Tonight, Dominic Harris had no place in his life.

“I’m good,” Jonah replied honestly.

“You’re sure?”

“I am. Now, no more about me. I’m here to see some art.”

A slow smile warmed Liam’s face, but when Jonah took a step toward the door, he stopped him with a soft touch.

“Wait,” Liam said. “I just want to say... if you hate it, it’s fine. If it’s too much, if it’s... you know? You can leave. I’ll set them on fire or throw them in the Hudson. Whatever you want.”

Jonah had to fight to keep the smile off his face. Some things never changed, and his boyfriend’s propensity to ramble when nervous was one of them.

Liam had told him about the project eight months prior, said that it was something that had been simmering on the backburner since a few weeks after they’d first met. And while Liam had kept the paintings themselves under lock and key, he had taken care to get Jonah’s explicit consent on the subject matter long before it ever reached the concept of a public showing.

It was sweet that he worried about him, even now, but Jonah knew there was nothing to worry about. Not with Liam.

Jonah grabbed his hand, slipping his fingers between Liam’s. “I want to see it,” he said.

Liam’s face cycled through several emotions before landing on something resolute. He squeezed Jonah’s hand in return, then tugged him forward.

As soon as they cleared the doorway, parting the small gathering of patrons sipping complimentary champagne, Jonah’s feet stilled beneath him.

All around them, propped on wooden easels and hung from aged brick walls, was a collection of painted rooms captured on canvas .

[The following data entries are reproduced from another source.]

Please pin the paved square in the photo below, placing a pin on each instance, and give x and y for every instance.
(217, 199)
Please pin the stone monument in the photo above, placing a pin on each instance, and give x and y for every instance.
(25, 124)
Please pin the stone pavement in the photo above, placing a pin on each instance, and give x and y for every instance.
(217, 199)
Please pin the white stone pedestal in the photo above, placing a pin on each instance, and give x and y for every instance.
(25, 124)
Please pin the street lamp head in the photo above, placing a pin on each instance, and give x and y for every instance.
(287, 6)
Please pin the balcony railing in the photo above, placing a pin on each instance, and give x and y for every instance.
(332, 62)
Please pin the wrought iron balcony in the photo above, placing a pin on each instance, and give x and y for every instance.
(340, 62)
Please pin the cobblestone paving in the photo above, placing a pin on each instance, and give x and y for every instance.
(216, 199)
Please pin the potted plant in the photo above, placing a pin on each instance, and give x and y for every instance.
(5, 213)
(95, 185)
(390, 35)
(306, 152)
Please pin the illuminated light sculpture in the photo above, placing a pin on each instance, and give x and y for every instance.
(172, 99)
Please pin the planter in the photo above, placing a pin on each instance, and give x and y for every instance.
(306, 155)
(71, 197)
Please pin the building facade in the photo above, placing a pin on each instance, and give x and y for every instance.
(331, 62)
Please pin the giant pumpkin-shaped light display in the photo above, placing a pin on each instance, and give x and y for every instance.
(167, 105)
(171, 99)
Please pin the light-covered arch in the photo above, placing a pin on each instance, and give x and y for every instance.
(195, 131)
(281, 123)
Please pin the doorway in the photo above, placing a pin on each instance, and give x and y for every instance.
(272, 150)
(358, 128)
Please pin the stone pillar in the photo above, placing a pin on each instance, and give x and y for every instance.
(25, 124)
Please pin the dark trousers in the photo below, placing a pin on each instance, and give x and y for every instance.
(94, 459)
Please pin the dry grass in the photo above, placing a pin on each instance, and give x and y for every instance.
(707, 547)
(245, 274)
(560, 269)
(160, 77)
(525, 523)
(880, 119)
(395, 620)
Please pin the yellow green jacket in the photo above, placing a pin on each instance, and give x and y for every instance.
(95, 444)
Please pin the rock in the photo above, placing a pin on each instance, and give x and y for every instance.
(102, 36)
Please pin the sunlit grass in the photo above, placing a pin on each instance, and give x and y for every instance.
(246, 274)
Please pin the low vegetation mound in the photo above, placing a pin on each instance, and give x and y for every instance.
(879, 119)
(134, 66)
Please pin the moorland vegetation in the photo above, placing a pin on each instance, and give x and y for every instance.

Not just rooms. Hotel rooms, specifically, defined by the matching sets of beds, always with a wired telephone and table lamp between them.

The rooms were painted in vivid realism, but in each one of them were the cartoonish outlines of two figures in a myriad of positions: sitting on opposite beds, perched in the window, lying on the floor. In each of them, the figures seemed to glow, brilliant and stark against the muted backdrops. The brightest things in the room.

In one of the paintings, there was an empty champagne bottle on the nightstand. In another, a spread of textbooks and paper across the bed. In each successive painting, the two outlines drew closer and closer in proximity, until the last one, where their figures tangled together into one unending, messy line on the bed.

Jonah’s eyes found the stark black lettering printed above the collection.

“‘A Series of Rooms,’” he read aloud.

“What do we think?” Liam asked. “Should I start tossing them off the pier, or can they stay?”

Jonah could feel Liam’s gaze on the side of his face, but he couldn’t tear his eyes away from the gallery of lived snapshots before him.

I love it, he wanted to say.

I love you, he thought, but the words weren’t big enough to fill the feeling.

“Yeah,” was the breathless response that made it to the surface. “They can stay.”